Readers will know that I’ve been finding out about English figurative pottery in the 1920s and 1930s. Most has to come from looking at it because it’s almost completely undocumented, but from doing so one can uncover some of its influences and sources. Charles Vyse, for example, shared the contemporary idealised view of Romany life with Augustus John, Laura Knight and Alfred Munnings, and both he and Munnings drew Romanies at Epson Races.
Gwendolen Parnell designed one of her rare figure groups for Royal Worcester Porcelain in the 1930s, The Planter’s Daughter, which depicts a lady in 18th-century dress (Parnell’s stock in trade) attended by a Black servant. It directly parallels Continental European figures by Valley Wieselthier and Paul Scheurich for Meissen.


That was not a common theme in ceramics but it has a long pedigree in painting, dating at least to the 16th century.
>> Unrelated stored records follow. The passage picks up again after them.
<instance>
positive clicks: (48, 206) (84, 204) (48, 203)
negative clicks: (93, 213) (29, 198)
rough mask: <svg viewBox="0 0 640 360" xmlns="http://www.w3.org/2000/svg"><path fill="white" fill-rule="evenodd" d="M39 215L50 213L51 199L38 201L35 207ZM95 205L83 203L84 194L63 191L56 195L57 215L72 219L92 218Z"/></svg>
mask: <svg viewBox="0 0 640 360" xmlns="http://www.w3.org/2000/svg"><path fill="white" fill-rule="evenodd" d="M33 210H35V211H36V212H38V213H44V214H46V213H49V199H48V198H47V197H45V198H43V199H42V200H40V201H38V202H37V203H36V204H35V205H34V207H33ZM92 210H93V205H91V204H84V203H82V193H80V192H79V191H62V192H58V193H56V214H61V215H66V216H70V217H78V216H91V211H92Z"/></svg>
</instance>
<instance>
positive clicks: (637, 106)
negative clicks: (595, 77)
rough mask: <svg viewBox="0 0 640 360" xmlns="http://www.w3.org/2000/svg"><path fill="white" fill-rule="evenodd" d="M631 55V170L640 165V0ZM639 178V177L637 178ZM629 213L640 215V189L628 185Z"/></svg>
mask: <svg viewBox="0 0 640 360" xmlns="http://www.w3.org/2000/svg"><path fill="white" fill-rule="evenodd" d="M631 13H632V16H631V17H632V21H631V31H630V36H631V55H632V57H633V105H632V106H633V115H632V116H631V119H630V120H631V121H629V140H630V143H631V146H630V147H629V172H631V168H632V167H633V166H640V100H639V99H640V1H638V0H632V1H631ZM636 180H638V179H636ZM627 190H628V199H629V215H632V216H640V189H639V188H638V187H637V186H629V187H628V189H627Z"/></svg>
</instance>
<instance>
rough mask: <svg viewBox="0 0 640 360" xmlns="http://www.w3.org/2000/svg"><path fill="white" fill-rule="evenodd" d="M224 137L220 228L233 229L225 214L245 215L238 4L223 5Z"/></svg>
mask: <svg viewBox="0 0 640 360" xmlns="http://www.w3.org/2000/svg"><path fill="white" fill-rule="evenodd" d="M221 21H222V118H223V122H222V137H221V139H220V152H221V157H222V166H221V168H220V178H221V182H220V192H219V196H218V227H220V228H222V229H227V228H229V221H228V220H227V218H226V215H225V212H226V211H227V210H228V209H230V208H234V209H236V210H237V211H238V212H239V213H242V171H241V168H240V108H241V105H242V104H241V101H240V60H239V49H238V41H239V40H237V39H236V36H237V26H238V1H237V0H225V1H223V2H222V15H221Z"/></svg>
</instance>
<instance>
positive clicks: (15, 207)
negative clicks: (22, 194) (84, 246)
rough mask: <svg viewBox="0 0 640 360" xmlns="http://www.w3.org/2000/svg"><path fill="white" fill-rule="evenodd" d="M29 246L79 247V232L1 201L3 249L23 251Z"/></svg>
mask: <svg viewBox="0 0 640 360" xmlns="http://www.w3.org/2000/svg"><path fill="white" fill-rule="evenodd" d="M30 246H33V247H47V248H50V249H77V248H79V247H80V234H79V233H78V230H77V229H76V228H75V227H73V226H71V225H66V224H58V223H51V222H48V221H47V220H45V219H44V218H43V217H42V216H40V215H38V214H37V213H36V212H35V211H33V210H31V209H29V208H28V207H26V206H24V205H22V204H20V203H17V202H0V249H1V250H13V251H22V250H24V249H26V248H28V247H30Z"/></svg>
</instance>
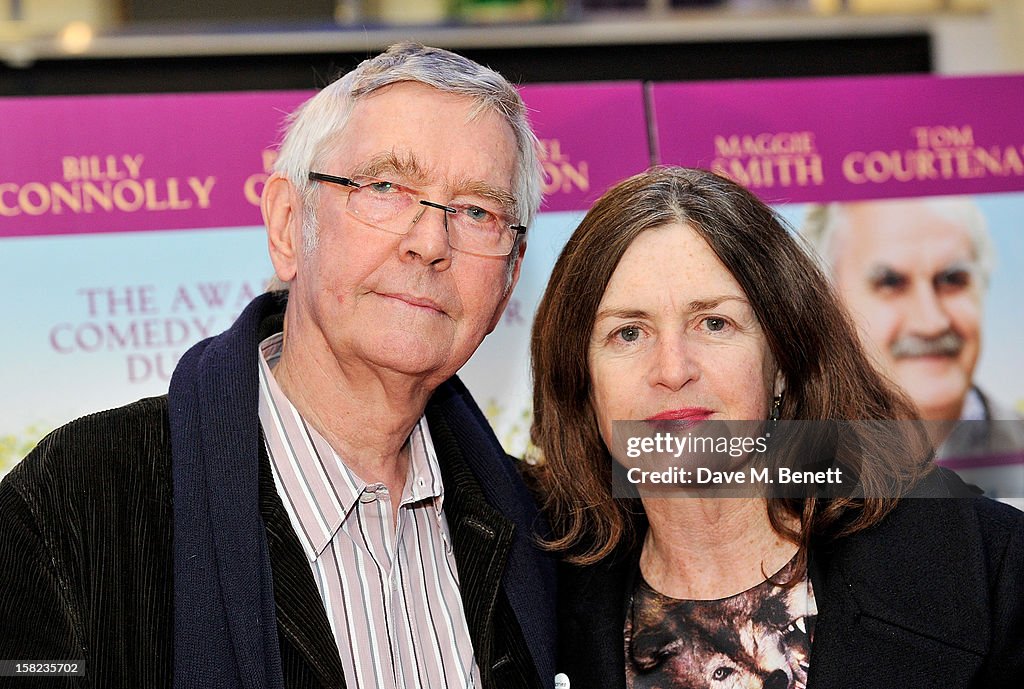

There’s now a debate about these servants, who were acquired as status symbols and paraded in public: were they free labourers or were they actually slaves? The Planter’s Daughter suggests a setting in the USA unique in Parnell’s work, which case the servant would be a slave, though the title is unexplained. Parnell, distantly related to Charles Stewart Parnell, may be referring to the Irish poem of that name, but then why the Black servant?